As the first step in a small research project, I have been looking into automated transcription of recorded speech. What follows is merely notes on a published workflow by a sound engineer.
In summary, automated transcription from a recording works reasonably well (about 91% accuracy in a few tests), but my workflow requires use of several programs, one of which costs some money.
One small irritation is that you can’t use your computer for anything else while the Dictation software is at work.
Workflow
The workflow I used follows what is described in this 2013 post by Frank Lowney on Lucas Bischofberger’s blog. Basic steps:
- Install Soundflower and Audio Hijack, to handle communication between the audio-playback application and Apple’s Dictation tool. Together these allow the use of whatever audio-playback application you choose, once "hijack" is enabled in Audio Hijack.
- Pipe audio output to Soundflower as “auxiliary device output” in Audio Hijack.
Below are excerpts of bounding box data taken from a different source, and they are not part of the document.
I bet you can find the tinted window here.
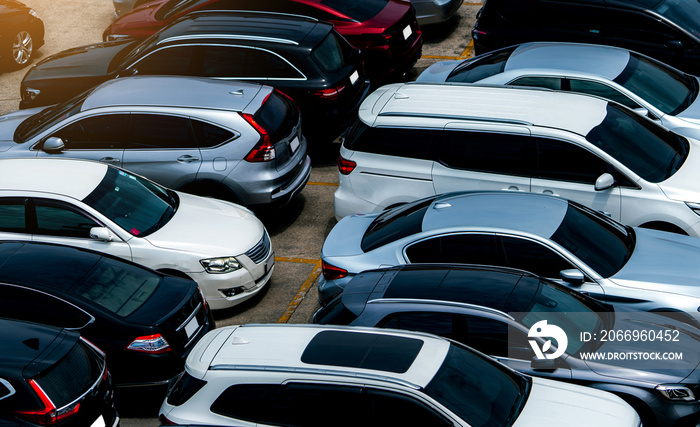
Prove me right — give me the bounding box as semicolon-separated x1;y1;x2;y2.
440;131;532;176
53;114;129;150
447;46;517;83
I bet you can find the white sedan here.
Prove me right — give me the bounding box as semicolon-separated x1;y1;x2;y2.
0;158;274;310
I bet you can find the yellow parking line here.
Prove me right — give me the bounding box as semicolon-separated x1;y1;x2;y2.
275;258;321;323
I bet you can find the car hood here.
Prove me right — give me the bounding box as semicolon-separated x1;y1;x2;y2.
610;228;700;296
145;193;264;257
513;377;639;427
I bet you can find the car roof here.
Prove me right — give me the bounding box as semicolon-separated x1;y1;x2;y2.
187;324;450;387
359;82;608;136
0;158;108;200
82;76;272;111
422;191;569;238
158;11;333;48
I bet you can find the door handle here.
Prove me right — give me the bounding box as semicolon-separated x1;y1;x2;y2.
177;154;199;163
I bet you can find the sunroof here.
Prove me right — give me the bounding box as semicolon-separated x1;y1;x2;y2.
301;331;423;374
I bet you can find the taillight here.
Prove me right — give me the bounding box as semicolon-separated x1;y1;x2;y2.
338;156;357;175
321;261;348;280
314;85;345;101
15;380;80;426
238;112;275;162
126;334;172;354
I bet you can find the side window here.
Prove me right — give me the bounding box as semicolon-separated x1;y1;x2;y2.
508;77;561;90
34;199;100;239
52;114;129;150
406;234;506;266
131;46;194;76
534;138;612;185
0;198;27;233
366;388;454;427
440;130;532;176
501;236;575;279
569;79;640;108
127;114;197;149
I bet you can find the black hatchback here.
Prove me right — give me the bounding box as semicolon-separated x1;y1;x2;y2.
0;319;119;427
0;242;214;386
20;11;369;144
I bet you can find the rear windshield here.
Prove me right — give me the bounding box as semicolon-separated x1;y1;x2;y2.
34;341;103;408
321;0;389;22
311;31;351;73
360;196;437;252
253;92;299;143
68;258;162;317
447;46;517;83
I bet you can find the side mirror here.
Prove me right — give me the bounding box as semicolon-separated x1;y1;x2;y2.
595;172;615;191
90;227;114;242
559;268;586;286
41;136;66;154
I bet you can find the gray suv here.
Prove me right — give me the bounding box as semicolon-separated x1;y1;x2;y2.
0;76;311;206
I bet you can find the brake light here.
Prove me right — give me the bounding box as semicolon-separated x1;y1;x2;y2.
15;380;80;426
238;112;275;162
126;334;172;354
321;261;348;280
338;156;357;175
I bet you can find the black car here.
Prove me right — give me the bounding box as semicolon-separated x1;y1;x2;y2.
0;0;44;68
0;242;214;386
314;264;700;427
20;11;369;144
472;0;700;75
0;319;119;427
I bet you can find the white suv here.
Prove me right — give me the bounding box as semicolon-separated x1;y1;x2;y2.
160;324;640;427
335;83;700;237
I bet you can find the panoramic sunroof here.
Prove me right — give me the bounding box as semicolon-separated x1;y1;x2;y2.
301;331;423;374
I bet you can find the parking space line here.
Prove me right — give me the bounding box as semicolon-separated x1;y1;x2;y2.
275;257;321;323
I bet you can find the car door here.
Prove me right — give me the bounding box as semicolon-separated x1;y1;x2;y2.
531;137;621;220
124;113;202;188
432;123;532;194
37;113;129;166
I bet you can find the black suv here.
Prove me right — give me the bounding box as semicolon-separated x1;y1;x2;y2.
472;0;700;75
20;11;369;140
0;319;119;427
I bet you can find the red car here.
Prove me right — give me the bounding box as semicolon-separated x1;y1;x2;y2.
102;0;423;83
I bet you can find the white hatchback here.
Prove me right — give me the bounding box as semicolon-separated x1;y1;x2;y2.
0;158;274;310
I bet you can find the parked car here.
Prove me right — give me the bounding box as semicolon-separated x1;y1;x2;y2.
0;242;214;386
0;0;44;68
0;158;275;310
160;324;639;427
318;191;700;324
20;12;369;145
102;0;422;84
334;84;700;237
416;42;700;138
314;264;700;426
0;319;119;427
472;0;700;75
0;76;311;211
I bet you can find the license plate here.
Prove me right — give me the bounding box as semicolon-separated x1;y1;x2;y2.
185;316;199;338
289;136;299;153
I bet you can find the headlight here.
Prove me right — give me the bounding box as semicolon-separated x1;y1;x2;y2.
199;256;241;273
656;384;695;402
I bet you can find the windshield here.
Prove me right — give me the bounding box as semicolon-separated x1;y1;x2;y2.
614;53;698;115
83;167;177;237
551;201;635;277
586;103;690;183
425;342;530;427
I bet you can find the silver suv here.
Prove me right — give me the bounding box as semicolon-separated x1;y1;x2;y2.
0;76;311;211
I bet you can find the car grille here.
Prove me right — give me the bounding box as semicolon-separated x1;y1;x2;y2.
245;231;270;264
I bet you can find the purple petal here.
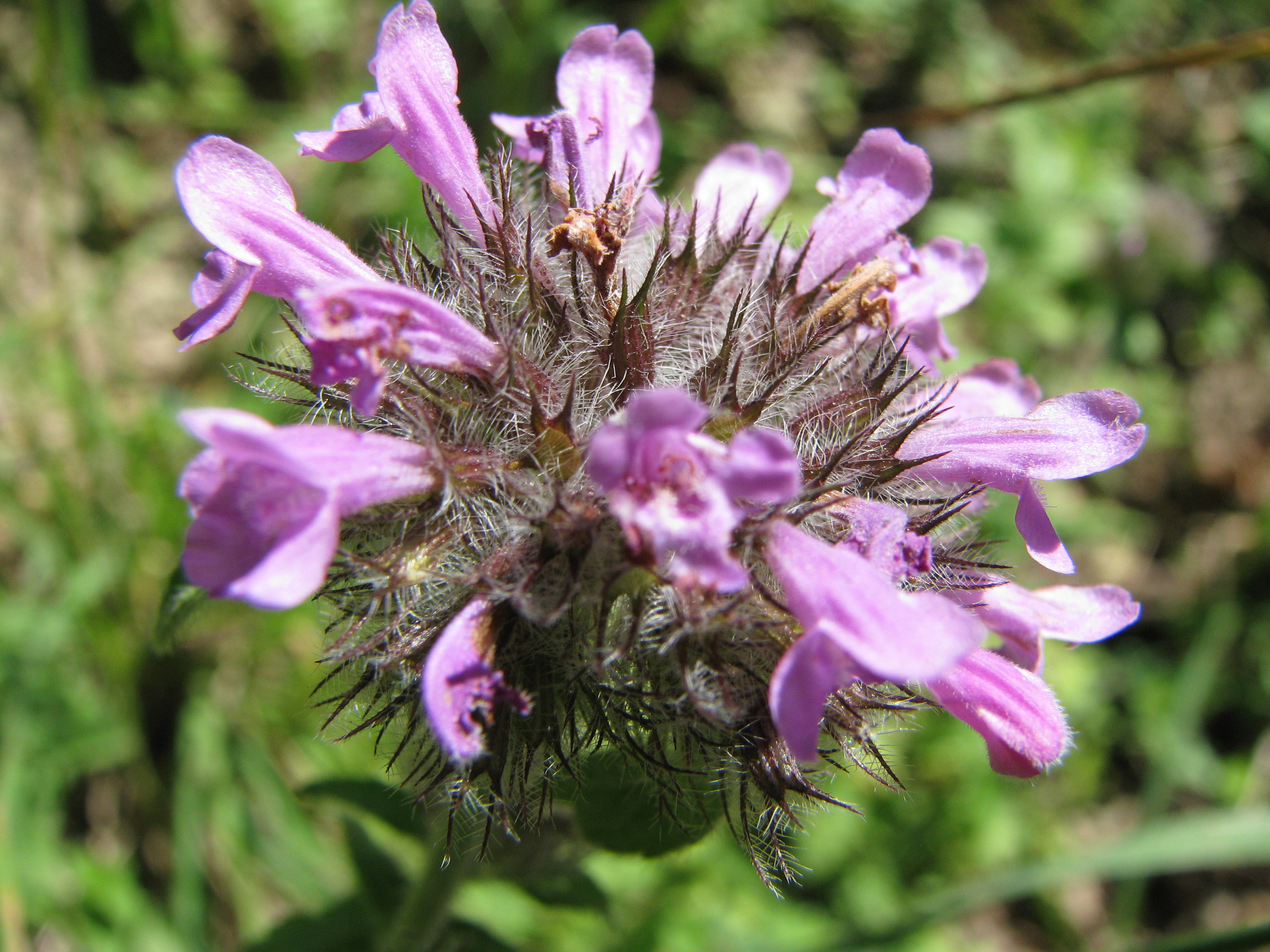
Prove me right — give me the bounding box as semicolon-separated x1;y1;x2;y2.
626;109;662;188
692;142;794;240
179;409;438;608
898;390;1147;492
928;649;1069;777
180;408;439;515
587;387;747;592
828;497;933;581
716;427;803;504
798;130;931;293
182;461;339;608
296;280;503;383
556;24;660;197
587;423;631;491
296;93;396;163
489;113;545;165
626;387;710;433
944;578;1142;673
177;136;376;339
767;631;858;760
896;390;1147;574
173;251;260;350
896;318;958;376
375;0;496;245
1015;480;1076;575
888;237;988;327
766;522;983;682
419;597;530;766
940;357;1041;423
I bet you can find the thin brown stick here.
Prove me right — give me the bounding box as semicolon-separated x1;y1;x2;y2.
865;29;1270;128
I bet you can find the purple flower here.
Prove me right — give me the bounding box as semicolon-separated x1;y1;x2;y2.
944;575;1142;674
587;387;803;592
798;130;931;293
938;357;1041;424
296;279;503;416
296;0;496;245
765;522;983;760
927;649;1071;777
179;409;438;608
896;390;1147;575
173;136;377;350
490;24;662;207
419;595;530;766
827;496;933;581
877;236;988;371
692;142;794;241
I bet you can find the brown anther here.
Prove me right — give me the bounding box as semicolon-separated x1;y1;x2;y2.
786;258;895;350
547;202;625;268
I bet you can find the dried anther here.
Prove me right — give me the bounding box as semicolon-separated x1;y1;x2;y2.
547;202;625;273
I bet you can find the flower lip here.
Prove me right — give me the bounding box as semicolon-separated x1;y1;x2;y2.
296;0;498;246
587;387;802;592
419;595;531;766
179;409;438;608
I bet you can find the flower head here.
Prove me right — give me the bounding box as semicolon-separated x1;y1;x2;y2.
166;7;1144;877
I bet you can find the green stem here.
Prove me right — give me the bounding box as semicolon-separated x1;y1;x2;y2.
380;856;475;952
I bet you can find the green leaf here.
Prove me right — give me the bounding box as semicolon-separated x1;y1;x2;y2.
574;750;720;857
516;867;608;913
300;777;427;838
155;562;207;649
436;919;516;952
843;810;1270;944
242;896;375;952
344;817;406;923
1134;923;1270;952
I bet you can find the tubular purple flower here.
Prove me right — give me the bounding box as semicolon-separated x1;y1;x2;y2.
927;649;1071;777
765;522;983;759
419;595;530;766
490;24;662;207
587;387;802;592
798;128;931;293
173;136;377;350
179;409;438;608
944;575;1142;674
692;142;794;241
296;279;503;416
765;522;983;683
877;236;988;371
827;496;933;581
296;0;498;245
896;390;1147;575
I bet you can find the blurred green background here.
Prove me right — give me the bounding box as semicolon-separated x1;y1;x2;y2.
7;0;1270;952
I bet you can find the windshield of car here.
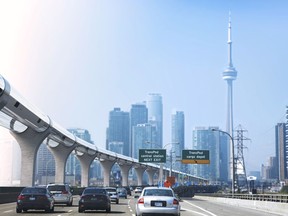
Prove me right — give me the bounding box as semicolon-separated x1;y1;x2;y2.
143;189;173;197
48;185;66;191
83;188;106;194
106;188;116;193
22;188;47;194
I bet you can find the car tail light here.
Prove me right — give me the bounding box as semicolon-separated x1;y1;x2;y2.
17;195;25;200
173;199;179;205
138;197;144;204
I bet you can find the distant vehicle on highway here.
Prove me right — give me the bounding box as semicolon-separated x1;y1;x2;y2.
16;187;54;213
105;187;119;204
124;186;132;196
117;187;127;199
47;184;73;206
78;187;111;213
136;187;180;216
134;187;143;194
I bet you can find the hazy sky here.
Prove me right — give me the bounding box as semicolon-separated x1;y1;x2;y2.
0;0;288;170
- Set both the input of Dictation tool and the output of main audio-playback application to Soundflower.
- For transcription from a recording, begin audio playback and then quickly turn on Dictation in a text editor that supports it.
Third-party software I used: Audio Hijack Pro (v. 2.11.6), Soundflower (v. 1.5.1), Audacity (v. 2.1.0), BBEdit (v. 11.5.2). Points for attention:
-
Audio Hijack costs money and was necessary for the workflow. Efforts to circumvent the need for this tool failed.
-
Soundflower is the actual driver that enables output from an audio-playback application to be piped to Dictation. It is free and open-source.
-
Audacity is also free and open-source, and it is helpful for editing recordings, increasing volume, adding seconds of silence at the start of the recording (ensures Dictation doesn’t miss the start of the recording), and slowing down fast-talking interviewees.
-
Dictation is to be enabled in Apple’s System Preferences (
Dictation & Speech
pane). That pane also allows use of a keyboard shortcut to start dictation. -
BBEdit is what I used for receiving the output of Dictation. It has a no-cost parallel release, TextWrangler. Both support Dictation (menu
Edit => Start Dictation…
). It is useful to be able to turn Dictation on very rapidly. My keyboard is old and doesn’t have the key needed for Dictation’s keyboard shortcut; instead, I assigned a key-binding to the “Start Dictation…
” menu command in BBEdit (Preferences => Menus & Shortcuts
). -
Operating system. I am on Apple OS 10.9.5. I don’t know whether or not Soundflower works on later versions of the OS.
-
Hardware. When recording the sample text, I used a headset to ensure clarity. I honestly have no idea whether Apple’s built-in microphone will do better or worse for this purpose; Dictation may well be optimized for use with that hardware.
-
Transcription takes place in real time, so an hour-long interview will take about an hour to transcribe. During that time the computer apparently can’t be used for any other tasks that might alter focus from the text editor.
-
Apple’s Dictation functionality doesn’t produce identical transcriptions on multiple runs, even from the same original recording. Under “Transcription”, below, are examples, all from the same original recording.
-
Comparing the original text to the transcription, by use of Python’s
Difflib
library:python difflib.SequenceMatcher(isjunk=None, string_1, string_2, autojunk=False).ratio()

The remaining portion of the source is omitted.